The currently defined DH groups for IKEv2 are listed in Transform Type 4 - Diffie-Hellman Group Transform IDs. In 2017, RFC 8247 was released with recommendations regarding algorithms for IKEv2, including Diffie-Hellman groups in section 2.4. According to it, the groups to avoid are

  • the MODP groups below 2048-bit (groups 1, 2 and 5), because even group 5 (1536-bit) is assumed to be breakable by nation-state-level attackers in the near future,
  • and those MODP groups with prime order subgroups (22, 23 and 24), as group 22 was already shown to be weak (breakable by academia).

So for MODP at least 2048 bit and for ECP at least 256 bit should be used. For a general assessment of the cryptographic strength of the groups keylength.com might be useful.

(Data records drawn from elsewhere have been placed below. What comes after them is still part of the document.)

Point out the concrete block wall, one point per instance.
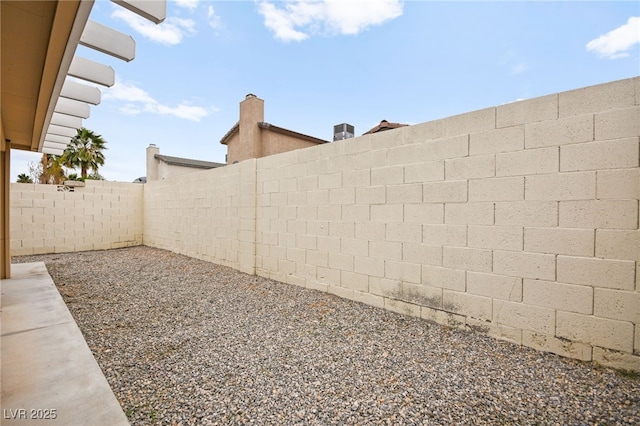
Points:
(208, 215)
(520, 221)
(101, 215)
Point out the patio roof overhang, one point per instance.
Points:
(41, 105)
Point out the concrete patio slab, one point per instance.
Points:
(49, 374)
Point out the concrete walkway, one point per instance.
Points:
(49, 375)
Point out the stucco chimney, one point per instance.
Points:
(251, 113)
(152, 162)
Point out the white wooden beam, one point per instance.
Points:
(66, 120)
(107, 40)
(52, 151)
(92, 71)
(72, 107)
(80, 92)
(65, 140)
(153, 10)
(61, 131)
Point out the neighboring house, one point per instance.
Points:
(163, 166)
(252, 137)
(385, 125)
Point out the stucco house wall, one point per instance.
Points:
(252, 137)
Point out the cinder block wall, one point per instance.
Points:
(520, 221)
(208, 215)
(101, 215)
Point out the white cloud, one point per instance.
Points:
(301, 18)
(137, 100)
(616, 43)
(518, 68)
(187, 4)
(169, 32)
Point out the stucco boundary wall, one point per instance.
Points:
(519, 221)
(101, 215)
(208, 215)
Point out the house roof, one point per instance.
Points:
(288, 132)
(187, 162)
(271, 127)
(385, 125)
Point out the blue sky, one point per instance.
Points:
(324, 62)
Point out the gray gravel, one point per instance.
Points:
(183, 341)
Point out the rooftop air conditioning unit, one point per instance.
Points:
(343, 131)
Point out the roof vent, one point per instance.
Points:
(343, 131)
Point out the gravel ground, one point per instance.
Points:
(183, 341)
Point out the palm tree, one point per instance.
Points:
(51, 170)
(85, 151)
(24, 178)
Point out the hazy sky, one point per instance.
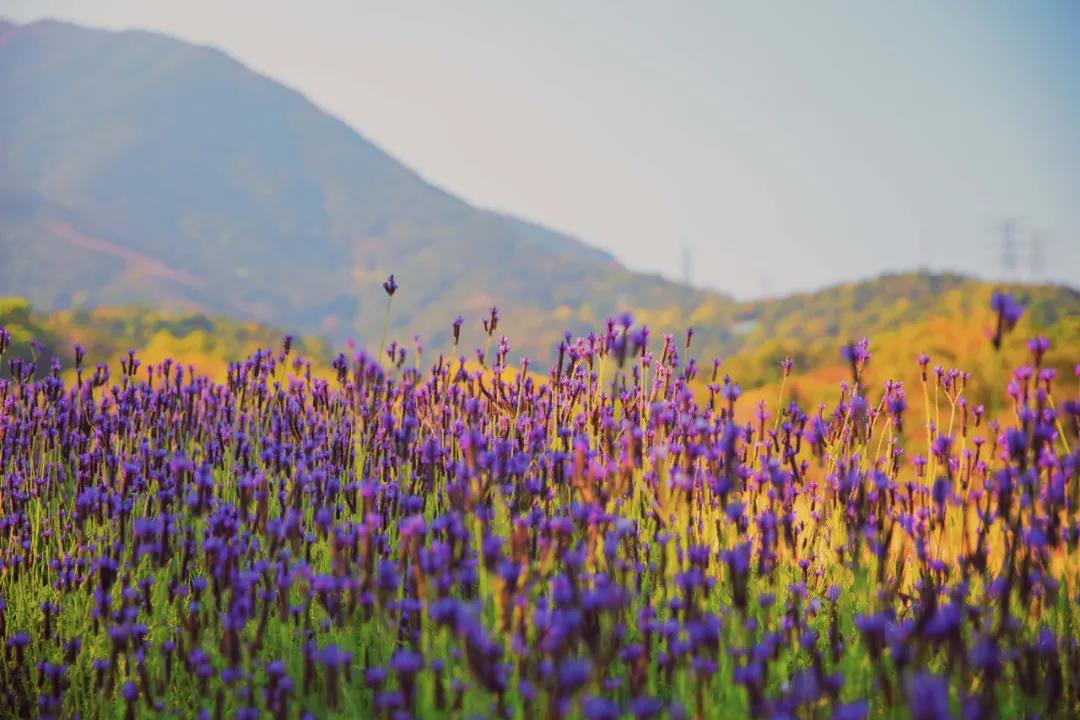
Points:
(788, 145)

What is the implication for using better PFS groups?

Two issues may arise:

  1. The larger the group, the more computationally expensive the key derivation (this is mostly a concern with MODP groups), so as a gateway operator this might be a problem if there are lots of clients creating SAs concurrently (hardware acceleration can help).
  2. Large MODP groups can potentially cause IP fragmentation because the IKE_SA_INIT messages, which transport the public DH values, exceed the MTU (in particular for clients that also send a lot of certificate request payloads). This is a problem if such fragments are dropped by intermediate firewalls/routers. IKEv2 fragmentation (RFC 7383) doesn't help here as it exclusively operates on encrypted messages (i.e. starting with IKE_AUTH).